Econômia

Setor de seguros avança com personalização, confiança e concorrência maior | Revista Valor Financeiro, Seguros e Previdência

  Oliveira, da CNseg: aumentou a percepção da sociedade sobre a necessidade do seguro — Foto: Sergio Ricardo/Divulgação

O mercado de seguros está entre os que exibem crescimento constante e expressivo nos últimos anos. Em 2024, a expansão nominal de 12,2% na arrecadação, de R$ 751,3 bilhões, superou a de sinistros, com alta de 7,8%, e veio diversificada pelos vários ramos dessa indústria que promete, para 2025, desempenho semelhante, com alta de dois dígitos. Produtos tradicionais, como os de vida, residencial e veículos, ganharam mais adeptos entre os brasileiros, estimulados tanto pelo aumento da renda média real no ano passado, a maior desde 2012, quanto pela estratégia das seguradoras de oferecer produtos personalizados, criados sob medida para atender demandas específicas dos clientes.
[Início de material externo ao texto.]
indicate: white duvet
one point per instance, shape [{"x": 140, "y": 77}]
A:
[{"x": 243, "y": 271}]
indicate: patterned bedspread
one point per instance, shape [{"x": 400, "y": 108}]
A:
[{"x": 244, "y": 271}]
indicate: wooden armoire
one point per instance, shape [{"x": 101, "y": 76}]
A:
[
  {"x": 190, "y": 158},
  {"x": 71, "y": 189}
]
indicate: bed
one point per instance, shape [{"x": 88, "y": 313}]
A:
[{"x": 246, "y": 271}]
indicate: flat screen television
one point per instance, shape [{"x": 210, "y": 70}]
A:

As boas notícias incluem a reforma do setor, composta pelo Novo Marco Legal (Lei nº 15.040) sancionado no fim de 2024, garantindo mais confiança nas contratações, aumentando a transparência e a proteção dos consumidores, e pela entrada de novos participantes – cooperativas e associações de proteção veicular (Lei Complementar 213) –, que ampliará a concorrência e a oferta de produtos.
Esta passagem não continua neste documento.